At night those two would go wild. The Officers’ Club was just behind our neighborhood, so those two would take a shortcut by cutting through the tall grass.
Every time Sally came down for a visit, two things would happen: they would “drunk dial” me at two in the morning, and the reindeer decorations would be rearranged to make it look like they were humping each other.
The coital reindeer raised some eyebrows in Del Mar housing. The few teens in the neighborhood were getting blamed, but I knew it was all the work of one woman: Sally from the Valley.
Look, she had lost her husband in the war against terrorism. I think she should be allowed to blow off a little steam.
Sally became an inspiration to us. Humping reindeer aside, she showed us that life goes on, and it is all about attitude.
HOLIDAY WISHES FROM A DRUNK POGUE
Our first Christmas on base started off on the wrong foot. With the holidays approaching we looked for an opportunity to share a little Christmas cheer before we traveled to see our families throughout the United States.
Jon’s first deployment with Second Battalion, First Marines, was in January. This was going to be our first Christmas on base and our last holiday before deployment.
The deployment was getting close so we wanted a festive gathering.
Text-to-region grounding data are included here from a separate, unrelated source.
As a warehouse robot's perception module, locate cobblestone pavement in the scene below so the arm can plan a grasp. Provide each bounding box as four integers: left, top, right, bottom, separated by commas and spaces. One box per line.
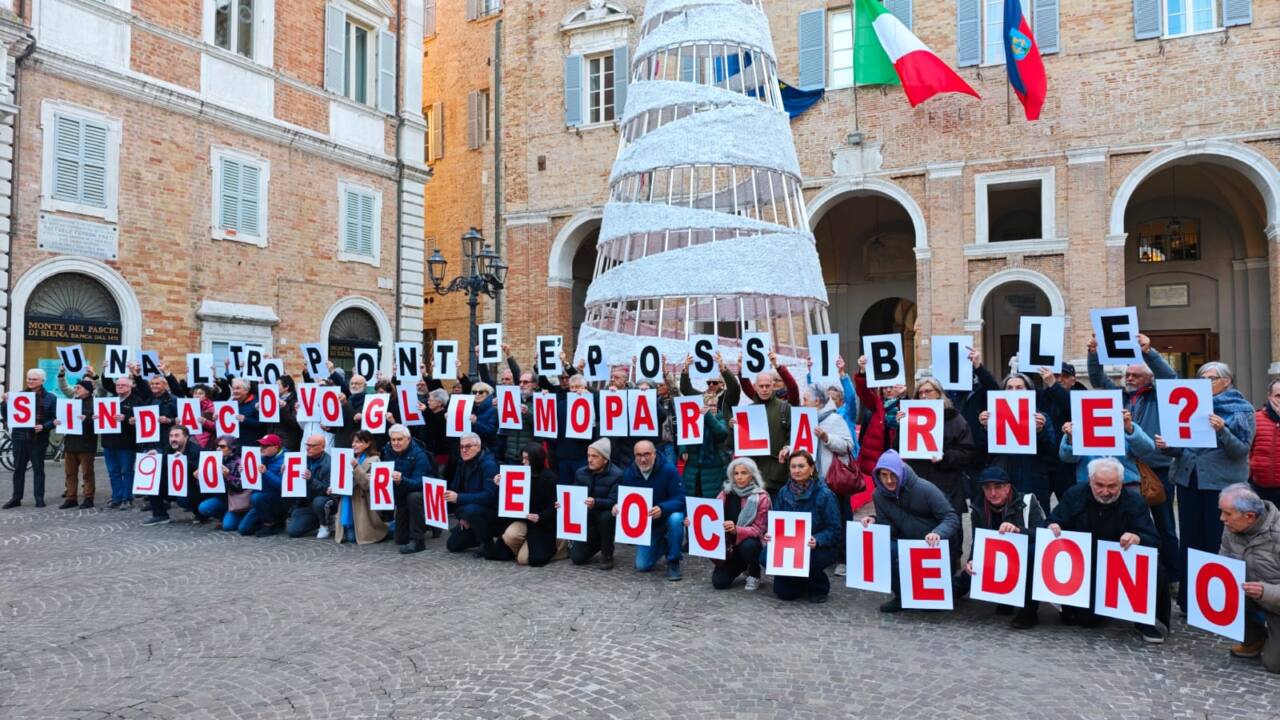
0, 464, 1280, 720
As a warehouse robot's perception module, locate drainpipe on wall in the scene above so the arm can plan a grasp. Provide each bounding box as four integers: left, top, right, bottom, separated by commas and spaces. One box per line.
493, 18, 499, 323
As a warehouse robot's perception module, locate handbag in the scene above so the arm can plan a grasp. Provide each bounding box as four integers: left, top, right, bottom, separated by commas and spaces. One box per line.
227, 489, 253, 512
1135, 460, 1169, 507
827, 455, 867, 497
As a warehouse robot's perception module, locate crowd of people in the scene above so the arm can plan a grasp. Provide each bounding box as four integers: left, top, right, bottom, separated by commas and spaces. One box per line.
0, 336, 1280, 673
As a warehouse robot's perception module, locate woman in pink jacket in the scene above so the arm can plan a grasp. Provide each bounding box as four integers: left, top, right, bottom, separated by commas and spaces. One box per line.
706, 457, 769, 591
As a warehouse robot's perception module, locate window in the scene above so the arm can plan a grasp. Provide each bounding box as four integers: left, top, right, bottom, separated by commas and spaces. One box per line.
338, 183, 381, 266
214, 0, 253, 58
1138, 218, 1199, 263
41, 101, 120, 220
212, 147, 269, 247
827, 8, 854, 88
586, 53, 614, 123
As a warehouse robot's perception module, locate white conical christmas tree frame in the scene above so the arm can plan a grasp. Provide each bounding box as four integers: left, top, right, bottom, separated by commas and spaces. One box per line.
579, 0, 829, 363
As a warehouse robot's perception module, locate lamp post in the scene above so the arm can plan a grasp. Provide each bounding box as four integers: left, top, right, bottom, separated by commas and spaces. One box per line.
426, 228, 507, 378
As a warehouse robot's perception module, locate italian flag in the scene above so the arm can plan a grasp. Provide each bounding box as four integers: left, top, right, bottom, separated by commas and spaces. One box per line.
854, 0, 982, 108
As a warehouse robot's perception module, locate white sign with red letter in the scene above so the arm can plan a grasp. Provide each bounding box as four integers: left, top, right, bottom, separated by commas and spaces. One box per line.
552, 486, 586, 542
133, 405, 160, 443
969, 529, 1030, 607
200, 451, 227, 495
1187, 548, 1244, 642
899, 400, 943, 460
498, 465, 541, 520
133, 452, 164, 495
627, 388, 658, 437
845, 521, 893, 592
564, 392, 595, 439
422, 478, 450, 530
257, 383, 280, 424
987, 389, 1036, 455
93, 397, 122, 436
329, 447, 356, 496
496, 386, 525, 430
56, 397, 84, 436
733, 405, 771, 457
241, 447, 262, 489
1156, 378, 1217, 447
1032, 527, 1093, 607
672, 395, 704, 445
444, 395, 476, 437
596, 389, 631, 437
897, 541, 955, 610
534, 392, 558, 439
1068, 389, 1125, 457
280, 452, 305, 497
764, 510, 813, 578
1093, 541, 1156, 625
369, 462, 396, 511
787, 405, 818, 457
214, 400, 239, 437
613, 486, 653, 546
685, 496, 727, 560
360, 392, 389, 436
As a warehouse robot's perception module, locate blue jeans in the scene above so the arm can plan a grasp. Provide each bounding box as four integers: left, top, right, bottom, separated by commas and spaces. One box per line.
636, 512, 685, 573
102, 447, 133, 502
200, 495, 244, 533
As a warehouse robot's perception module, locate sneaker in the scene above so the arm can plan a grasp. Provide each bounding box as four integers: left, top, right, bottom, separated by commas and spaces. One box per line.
1133, 623, 1165, 644
1231, 638, 1267, 657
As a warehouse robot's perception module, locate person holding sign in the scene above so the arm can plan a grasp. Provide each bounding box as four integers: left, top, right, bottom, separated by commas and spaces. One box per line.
861, 450, 963, 612
965, 466, 1044, 630
1219, 483, 1280, 673
381, 425, 437, 555
701, 457, 772, 592
1048, 457, 1169, 644
763, 450, 844, 603
1156, 363, 1256, 607
576, 438, 622, 570
442, 433, 504, 560
612, 439, 685, 582
494, 442, 568, 568
0, 368, 58, 510
54, 368, 97, 510
196, 436, 251, 533
333, 430, 387, 544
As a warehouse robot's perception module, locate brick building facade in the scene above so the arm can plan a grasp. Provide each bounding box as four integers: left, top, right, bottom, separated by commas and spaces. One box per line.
0, 0, 429, 387
425, 0, 1280, 398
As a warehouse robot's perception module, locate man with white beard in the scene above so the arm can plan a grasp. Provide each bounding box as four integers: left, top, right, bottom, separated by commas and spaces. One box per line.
1048, 457, 1169, 643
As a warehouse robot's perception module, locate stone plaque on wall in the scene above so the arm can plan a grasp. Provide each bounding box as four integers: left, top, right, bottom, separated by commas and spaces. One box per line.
36, 213, 120, 260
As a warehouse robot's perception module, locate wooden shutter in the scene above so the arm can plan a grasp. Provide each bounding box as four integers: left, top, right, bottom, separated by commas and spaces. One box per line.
1133, 0, 1164, 40
1032, 0, 1060, 55
564, 55, 582, 127
796, 10, 827, 90
885, 0, 911, 29
430, 102, 444, 160
324, 5, 347, 95
956, 0, 982, 68
378, 29, 396, 115
1222, 0, 1253, 27
422, 0, 435, 37
613, 45, 631, 120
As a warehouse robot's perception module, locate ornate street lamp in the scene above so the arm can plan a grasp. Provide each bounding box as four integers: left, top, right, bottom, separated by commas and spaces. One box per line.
426, 228, 507, 378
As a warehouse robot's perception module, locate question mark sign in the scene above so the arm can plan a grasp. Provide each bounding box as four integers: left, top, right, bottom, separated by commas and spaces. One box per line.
1169, 386, 1199, 439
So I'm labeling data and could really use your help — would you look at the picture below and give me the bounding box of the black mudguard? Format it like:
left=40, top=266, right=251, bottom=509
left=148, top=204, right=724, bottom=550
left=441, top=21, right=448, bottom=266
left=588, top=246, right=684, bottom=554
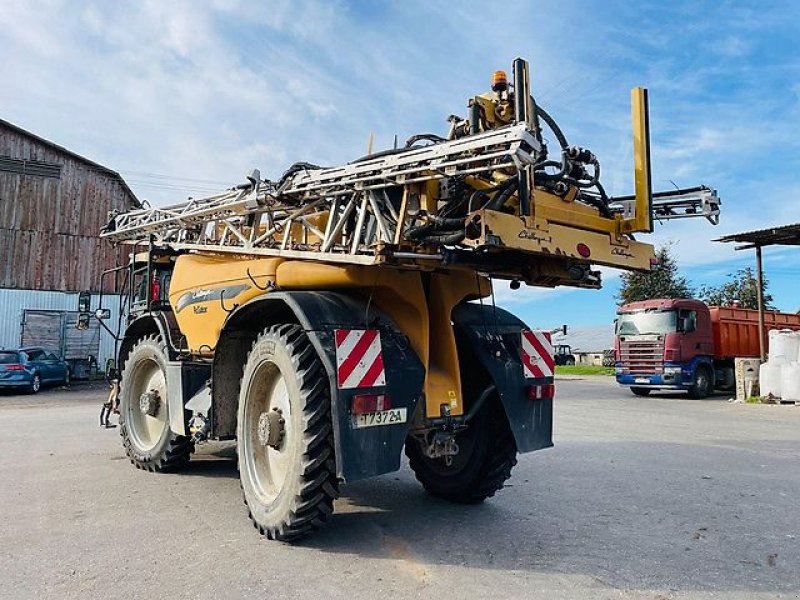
left=244, top=291, right=425, bottom=481
left=452, top=303, right=553, bottom=452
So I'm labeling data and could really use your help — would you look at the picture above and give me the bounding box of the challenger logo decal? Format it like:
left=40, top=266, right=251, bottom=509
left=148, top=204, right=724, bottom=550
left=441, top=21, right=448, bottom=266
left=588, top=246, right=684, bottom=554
left=175, top=283, right=250, bottom=314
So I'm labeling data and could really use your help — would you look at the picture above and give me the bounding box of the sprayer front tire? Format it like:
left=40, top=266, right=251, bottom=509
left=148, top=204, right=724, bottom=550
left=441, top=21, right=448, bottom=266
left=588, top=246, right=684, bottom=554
left=119, top=335, right=194, bottom=472
left=236, top=325, right=338, bottom=541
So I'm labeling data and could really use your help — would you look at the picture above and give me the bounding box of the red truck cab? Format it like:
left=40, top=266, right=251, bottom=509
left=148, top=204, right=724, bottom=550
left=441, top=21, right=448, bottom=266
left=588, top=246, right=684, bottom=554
left=614, top=298, right=800, bottom=398
left=614, top=298, right=716, bottom=398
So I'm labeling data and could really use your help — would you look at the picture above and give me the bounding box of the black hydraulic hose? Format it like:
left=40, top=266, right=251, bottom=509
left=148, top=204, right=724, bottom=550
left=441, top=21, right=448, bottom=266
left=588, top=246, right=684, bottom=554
left=536, top=104, right=569, bottom=150
left=467, top=177, right=517, bottom=212
left=405, top=216, right=465, bottom=240
left=485, top=177, right=517, bottom=210
left=420, top=231, right=467, bottom=245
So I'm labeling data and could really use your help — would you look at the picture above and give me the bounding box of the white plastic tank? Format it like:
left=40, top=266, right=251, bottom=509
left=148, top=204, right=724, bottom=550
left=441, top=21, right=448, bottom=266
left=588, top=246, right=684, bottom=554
left=769, top=329, right=800, bottom=362
left=781, top=362, right=800, bottom=402
left=758, top=357, right=788, bottom=398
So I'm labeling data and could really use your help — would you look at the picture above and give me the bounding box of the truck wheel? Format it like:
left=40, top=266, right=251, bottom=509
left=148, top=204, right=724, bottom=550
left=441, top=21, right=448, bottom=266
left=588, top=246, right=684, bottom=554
left=406, top=396, right=517, bottom=504
left=119, top=335, right=194, bottom=472
left=236, top=325, right=339, bottom=540
left=689, top=365, right=714, bottom=400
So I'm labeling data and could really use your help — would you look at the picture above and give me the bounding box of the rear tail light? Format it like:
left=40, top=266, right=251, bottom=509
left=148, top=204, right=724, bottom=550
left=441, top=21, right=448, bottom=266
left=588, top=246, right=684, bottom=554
left=352, top=394, right=392, bottom=415
left=528, top=383, right=556, bottom=400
Jon and I decided on a holiday “wine and cheese party.”
No offense to Grunts, as I am deeply in love with one, but my attempts at a sophisticated, elegant party stopped at the invitation. Even the fact that I had sent out invitations was, by the guys’ standards, “gay.”
I should have known better and planned a beer and pretzel party instead, but hindsight is 20/20. I tried really hard for the sake of the women. We had had so much fun getting dressed up for the Ball. I wanted another chance to feel elegant.
I even attempted to make fondue. Here’s my recipe for Grunt family fondue: heat up Cheese Whiz.
I did get a bunch of gourmet cheeses and Brie (whatever that is) from a grocery store off base, but I didn’t have matching wineglasses. But I did have glasses I had collected from the restaurants I had worked at over the years.
I told everyone to bring his or her favorite wine, which translated to the wives bringing their favorite wine coolers and twelve packs of beer for the men.
Mostly, I just wanted the evening to be fun. The women had hung out with each other while the guys had worked together for nine months. But this was going to be the first official gathering we had had in our home.
We were proud to have the 2nd Lieutenants from the battalion in our home. The Christmas tree was up and I thought it looked darling. It was our first Christmas tree together.
There were many things to be proud of that night, but the disaster that happened was not one of them.
Beenie was about six months pregnant with her first baby. Although Lloyd was not in my husband’s battalion, she had spent so much time with us at the beach and playing Bunco that it seemed natural to include them. Besides, Lloyd had gone through TBS with all of these guys.